Le Pen adviser fined for inciting hatred towards Muslims
An adviser to the far-right nationalist French presidential candidate, Marine Le Pen, has been found guilty of inciting hatred and discrimination towards Muslims.
Robert Menard, the mayor of Beziers, a town in southern France, was fined 2,000 euros by a Paris court for saying there were too many Muslim children in his town's schools.
France is a secular state and Menard was fined under a 1978 law that forbids the collection or dissemination of data based on religious grounds.
The prosecutor said Menard's statement had reduced children "to their religion, regardless of whether they have French nationality or do not practice".
Menard told France's LCI Television on September 5: "In a class in the city centre of my town, 91 percent of the children are Muslims. Obviously, this is a problem. There are limits to tolerance."
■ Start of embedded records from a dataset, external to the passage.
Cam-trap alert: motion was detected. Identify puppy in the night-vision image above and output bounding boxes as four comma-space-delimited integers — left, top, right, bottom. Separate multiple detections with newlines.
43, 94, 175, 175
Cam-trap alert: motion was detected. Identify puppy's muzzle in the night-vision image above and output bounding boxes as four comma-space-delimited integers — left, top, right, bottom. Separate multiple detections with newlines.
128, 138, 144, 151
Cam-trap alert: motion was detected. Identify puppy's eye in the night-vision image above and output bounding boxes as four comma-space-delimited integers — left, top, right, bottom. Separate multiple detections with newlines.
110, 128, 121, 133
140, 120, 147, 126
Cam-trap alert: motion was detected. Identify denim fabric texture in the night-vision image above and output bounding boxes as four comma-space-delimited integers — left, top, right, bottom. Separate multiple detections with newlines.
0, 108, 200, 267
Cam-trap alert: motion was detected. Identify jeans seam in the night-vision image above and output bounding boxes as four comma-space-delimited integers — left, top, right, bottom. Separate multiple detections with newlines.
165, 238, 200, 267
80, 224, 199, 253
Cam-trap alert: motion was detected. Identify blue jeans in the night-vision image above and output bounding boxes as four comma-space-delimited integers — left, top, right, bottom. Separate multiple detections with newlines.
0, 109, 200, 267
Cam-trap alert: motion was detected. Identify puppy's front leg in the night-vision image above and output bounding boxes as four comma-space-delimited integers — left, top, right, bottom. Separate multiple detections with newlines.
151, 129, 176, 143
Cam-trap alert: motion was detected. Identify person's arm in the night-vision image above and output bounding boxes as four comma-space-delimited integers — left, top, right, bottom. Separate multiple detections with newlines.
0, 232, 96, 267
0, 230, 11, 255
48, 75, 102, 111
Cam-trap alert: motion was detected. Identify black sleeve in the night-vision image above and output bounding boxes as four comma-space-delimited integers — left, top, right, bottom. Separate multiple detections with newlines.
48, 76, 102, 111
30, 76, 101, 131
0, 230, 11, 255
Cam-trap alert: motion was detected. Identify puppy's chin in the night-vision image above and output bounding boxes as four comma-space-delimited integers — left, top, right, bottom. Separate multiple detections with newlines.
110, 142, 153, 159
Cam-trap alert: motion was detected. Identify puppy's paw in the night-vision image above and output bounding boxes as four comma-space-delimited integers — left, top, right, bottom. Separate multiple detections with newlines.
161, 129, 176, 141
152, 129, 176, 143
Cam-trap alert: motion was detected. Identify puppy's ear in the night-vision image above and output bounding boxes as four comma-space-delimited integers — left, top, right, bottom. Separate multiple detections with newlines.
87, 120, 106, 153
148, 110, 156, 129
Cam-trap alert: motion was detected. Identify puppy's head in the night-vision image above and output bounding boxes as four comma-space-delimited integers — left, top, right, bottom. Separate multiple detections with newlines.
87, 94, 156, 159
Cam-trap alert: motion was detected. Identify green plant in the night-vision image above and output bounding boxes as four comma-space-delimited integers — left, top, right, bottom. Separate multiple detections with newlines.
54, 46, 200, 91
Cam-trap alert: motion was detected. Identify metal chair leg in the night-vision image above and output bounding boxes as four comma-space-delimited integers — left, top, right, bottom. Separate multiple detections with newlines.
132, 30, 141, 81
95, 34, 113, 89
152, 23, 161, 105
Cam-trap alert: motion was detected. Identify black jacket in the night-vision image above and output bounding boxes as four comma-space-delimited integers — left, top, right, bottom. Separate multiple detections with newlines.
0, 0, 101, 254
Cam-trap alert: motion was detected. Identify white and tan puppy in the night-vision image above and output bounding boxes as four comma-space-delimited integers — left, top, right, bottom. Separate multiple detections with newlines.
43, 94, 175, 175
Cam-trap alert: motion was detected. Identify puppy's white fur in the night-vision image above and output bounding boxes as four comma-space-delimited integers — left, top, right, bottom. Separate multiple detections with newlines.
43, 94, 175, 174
Le Pen temporarily resigned as the president of France's far-right National Front party, founded by her father, Jean-Marie Le Pen in order to appeal to a wider range of French voters.
Menard tweeted before the trial that he would appeal his conviction.
"This is an unfair decision. If saying what one sees is a crime... I am clearly going to appeal," he said.
"I just described the situation in my town. It is not a value judgement, it's a fact. It's what I can see."
Le Pen will face the centrist candidate Emmanuel Macron in the second round of the country's election on May 7. Macron is an ex-socialist party member who has since launched his own party - En Marche!
One of Le Pen's chief campaigning officers admitted to journalists in January that the National Front in power would consider an immigration ban similar to that signed by United States' President Donald Trump.
Israel's President Reuven Rivlin accused Le Pen of a form of holocaust denial on Tuesday after Le Pen denied France's involvement in the mass arrest by the Nazis of Parisian Jews.
"Some two weeks ago a French presidential candidate denied France's responsibility for the deportation of its Jewish citizens to the Nazi concentration and death camps," Rivlin said.